Wastewater surveillance is a critical part for the assessment and detection of pathogens and viruses, including the ongoing COVID-19 pandemic. The use of WBE as a community surveillance tool has been widely accepted and embraced by many countries. The non-intrusive nature and cost-effective epidemiological surveillance strategy allows WBE to be a convenient health monitoring and testing system of the community and helps to identify possible transmission channels. Wastewater surveillance is also a useful detection mechanism for assessing infected individuals who are asymptomatic, or throat swabs and urine samples gave negative detection. As more research studies emerge with the viability of wastewater surveillance for SARS-CoV-2 detection, it is of importance to consider the various factors that will affect the accuracy of wastewater testing methods. This is especially so, given the difference for each communities’ wastewater environment and external conditions. With wastewater surveillance as a complementary strategy that prioritizes clinical testing and aids contact tracing efforts, better informed public health interventions will be implemented to alleviate the effects of the pandemic.

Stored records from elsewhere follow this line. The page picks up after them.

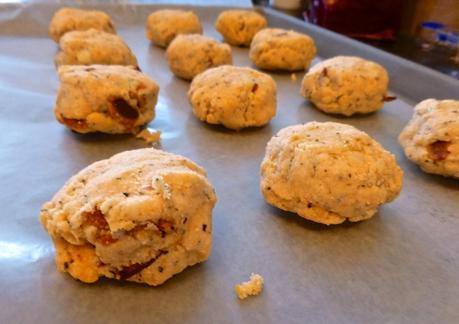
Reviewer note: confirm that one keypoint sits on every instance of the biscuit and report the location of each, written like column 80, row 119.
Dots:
column 189, row 55
column 163, row 25
column 252, row 287
column 70, row 19
column 239, row 26
column 328, row 173
column 235, row 97
column 431, row 138
column 105, row 98
column 280, row 49
column 93, row 47
column 346, row 85
column 142, row 216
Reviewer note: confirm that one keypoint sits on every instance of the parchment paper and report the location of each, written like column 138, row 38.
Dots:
column 402, row 266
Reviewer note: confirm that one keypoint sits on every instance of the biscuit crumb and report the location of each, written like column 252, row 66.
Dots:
column 252, row 287
column 149, row 135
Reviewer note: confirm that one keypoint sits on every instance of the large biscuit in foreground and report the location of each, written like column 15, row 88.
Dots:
column 283, row 50
column 164, row 25
column 431, row 138
column 189, row 55
column 346, row 85
column 93, row 47
column 238, row 27
column 235, row 97
column 328, row 173
column 105, row 98
column 69, row 19
column 142, row 216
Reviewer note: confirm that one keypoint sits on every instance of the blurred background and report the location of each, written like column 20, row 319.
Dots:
column 424, row 31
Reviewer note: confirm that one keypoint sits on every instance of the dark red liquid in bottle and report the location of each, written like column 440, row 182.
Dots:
column 369, row 19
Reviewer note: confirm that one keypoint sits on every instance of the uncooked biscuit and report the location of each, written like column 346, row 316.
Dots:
column 93, row 47
column 69, row 19
column 189, row 55
column 239, row 26
column 346, row 85
column 431, row 138
column 236, row 97
column 142, row 216
column 164, row 25
column 280, row 49
column 328, row 173
column 105, row 98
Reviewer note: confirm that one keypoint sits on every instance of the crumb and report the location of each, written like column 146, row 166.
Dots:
column 149, row 135
column 250, row 288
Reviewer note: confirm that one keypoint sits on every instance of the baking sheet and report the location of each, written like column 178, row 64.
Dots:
column 400, row 266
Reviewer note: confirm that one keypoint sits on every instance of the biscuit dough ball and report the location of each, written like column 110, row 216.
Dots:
column 346, row 85
column 189, row 55
column 431, row 138
column 164, row 25
column 328, row 172
column 105, row 98
column 141, row 215
column 280, row 49
column 93, row 47
column 235, row 97
column 69, row 19
column 239, row 26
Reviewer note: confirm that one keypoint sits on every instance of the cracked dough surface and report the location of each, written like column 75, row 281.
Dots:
column 189, row 55
column 236, row 97
column 105, row 98
column 280, row 49
column 346, row 85
column 431, row 137
column 164, row 25
column 142, row 215
column 238, row 27
column 328, row 173
column 69, row 19
column 93, row 47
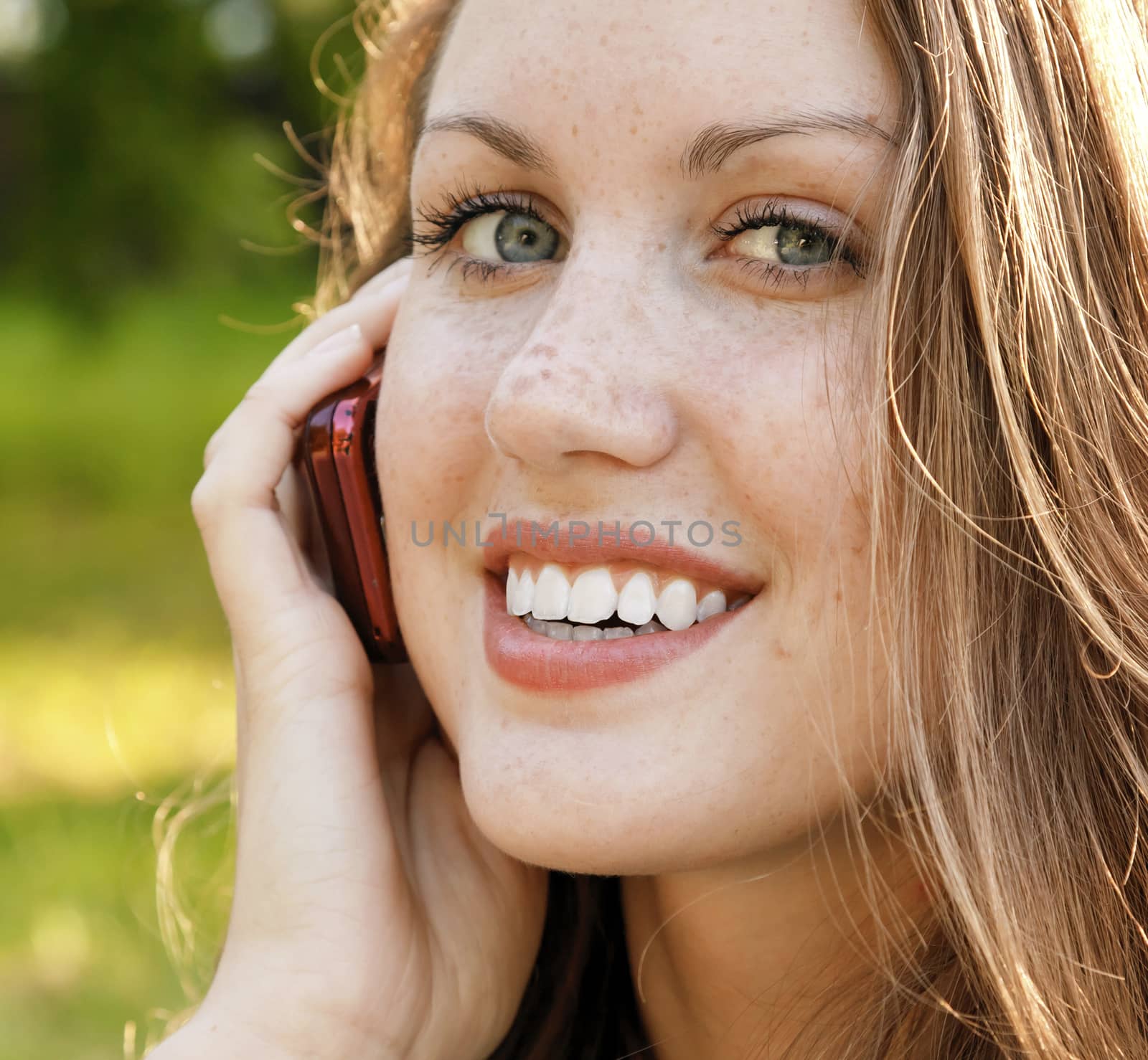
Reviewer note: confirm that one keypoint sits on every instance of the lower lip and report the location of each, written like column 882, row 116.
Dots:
column 533, row 661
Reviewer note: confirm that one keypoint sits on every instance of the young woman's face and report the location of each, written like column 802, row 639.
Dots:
column 616, row 359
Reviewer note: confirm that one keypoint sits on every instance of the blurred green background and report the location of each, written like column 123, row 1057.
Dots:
column 149, row 272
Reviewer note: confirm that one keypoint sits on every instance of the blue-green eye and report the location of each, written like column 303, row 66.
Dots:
column 509, row 237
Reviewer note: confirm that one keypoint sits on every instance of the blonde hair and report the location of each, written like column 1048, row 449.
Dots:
column 1008, row 516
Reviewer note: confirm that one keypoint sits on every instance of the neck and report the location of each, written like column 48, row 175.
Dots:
column 744, row 956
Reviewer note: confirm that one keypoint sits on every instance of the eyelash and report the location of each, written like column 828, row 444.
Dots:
column 464, row 206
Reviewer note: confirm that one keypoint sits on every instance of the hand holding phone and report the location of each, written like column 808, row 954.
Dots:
column 370, row 917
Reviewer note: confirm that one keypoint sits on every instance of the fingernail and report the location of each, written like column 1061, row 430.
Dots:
column 348, row 336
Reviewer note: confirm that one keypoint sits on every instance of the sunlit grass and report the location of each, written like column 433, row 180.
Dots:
column 116, row 691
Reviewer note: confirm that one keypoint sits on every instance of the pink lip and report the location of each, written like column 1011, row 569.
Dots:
column 526, row 658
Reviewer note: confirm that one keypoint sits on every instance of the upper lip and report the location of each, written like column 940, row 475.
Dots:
column 687, row 560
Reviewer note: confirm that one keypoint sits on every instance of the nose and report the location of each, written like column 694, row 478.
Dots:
column 558, row 397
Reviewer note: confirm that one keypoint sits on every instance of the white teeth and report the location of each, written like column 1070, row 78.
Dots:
column 677, row 605
column 522, row 599
column 593, row 597
column 636, row 601
column 560, row 631
column 588, row 633
column 650, row 628
column 551, row 593
column 711, row 604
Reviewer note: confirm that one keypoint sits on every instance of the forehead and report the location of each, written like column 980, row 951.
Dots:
column 658, row 69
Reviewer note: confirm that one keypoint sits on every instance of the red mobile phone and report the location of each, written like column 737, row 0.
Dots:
column 337, row 451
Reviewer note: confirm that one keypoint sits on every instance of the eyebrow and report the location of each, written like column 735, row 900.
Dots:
column 706, row 151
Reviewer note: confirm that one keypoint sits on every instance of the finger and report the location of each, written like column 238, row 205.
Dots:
column 350, row 312
column 375, row 316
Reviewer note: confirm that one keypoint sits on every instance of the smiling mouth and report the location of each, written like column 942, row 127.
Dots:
column 611, row 601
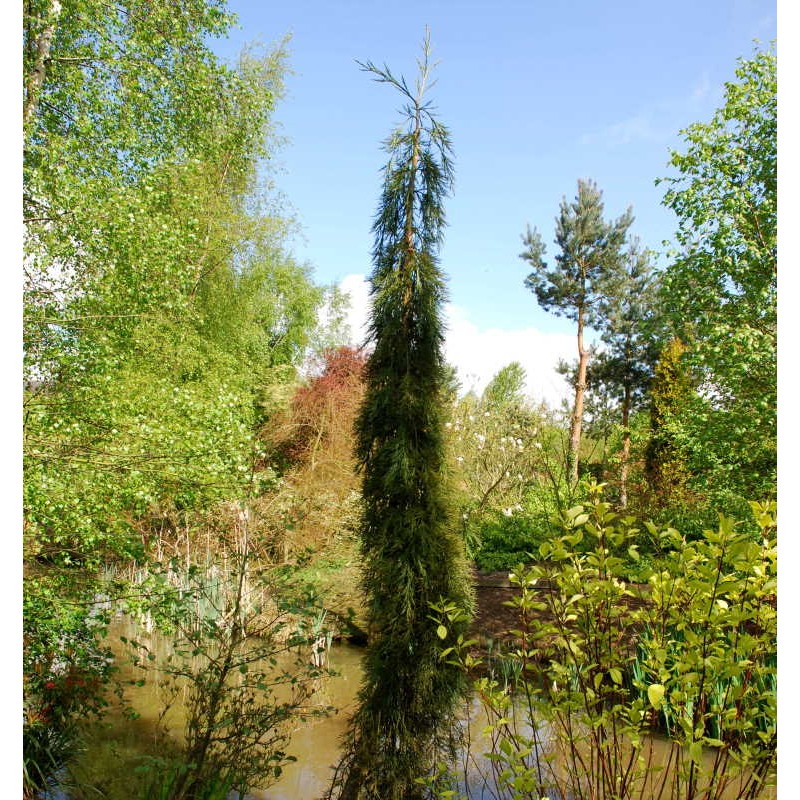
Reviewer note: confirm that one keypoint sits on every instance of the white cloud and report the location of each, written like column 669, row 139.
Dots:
column 479, row 354
column 357, row 288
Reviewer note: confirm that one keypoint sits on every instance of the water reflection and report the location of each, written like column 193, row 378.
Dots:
column 315, row 743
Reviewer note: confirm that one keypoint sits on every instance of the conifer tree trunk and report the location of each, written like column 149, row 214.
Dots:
column 576, row 423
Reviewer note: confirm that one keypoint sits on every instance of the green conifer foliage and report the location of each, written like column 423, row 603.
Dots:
column 412, row 555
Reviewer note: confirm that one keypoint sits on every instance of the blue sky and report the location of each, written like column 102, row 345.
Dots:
column 536, row 95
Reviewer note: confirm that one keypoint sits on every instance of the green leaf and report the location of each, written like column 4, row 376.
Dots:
column 655, row 694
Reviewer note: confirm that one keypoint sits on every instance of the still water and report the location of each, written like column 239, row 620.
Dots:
column 315, row 743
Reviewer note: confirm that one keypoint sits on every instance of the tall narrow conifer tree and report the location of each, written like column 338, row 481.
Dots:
column 412, row 555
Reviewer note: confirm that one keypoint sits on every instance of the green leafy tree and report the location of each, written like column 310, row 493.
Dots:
column 721, row 289
column 495, row 444
column 671, row 394
column 412, row 554
column 158, row 298
column 590, row 253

Concentration methods have also been established by various research groups showing the effectiveness of concentrating the virus for high accuracy of PCR tests from wastewater samples. However, concentration of SARS-CoV-2 is highly variable and decreases exponentially when diluted in municipal wastewaters. This causes a potential challenge for WBE analysis during early virus outbreaks. Apart from the initial virus concentration, SARS-CoV-2 is significantly affected by environmental factors such as the presence of chemical pollution, temperature and pH. Lastly, UV and chlorine has both shown capabilities as rapid mitigation and disinfection mechanisms for SARS-CoV-2 inactivation. However, precaution has to be taken to avoid exposure to excessive UV radiation on skins and eyes. Chemical disinfectants such as bleach and benzalkonium chloride may cause skin and eyes irritation as well. Although active chlorine is effective against coronaviruses, its effectiveness is limited by its poor stability. In this regard, the right concentration of the active ingredient and disinfectant contact time are essential for the efficacy of the disinfection process.

Declaration of competing interest

The authors declare that they have no known competing financial interests or personal relationships that could have appeared to influence the work reported in this paper.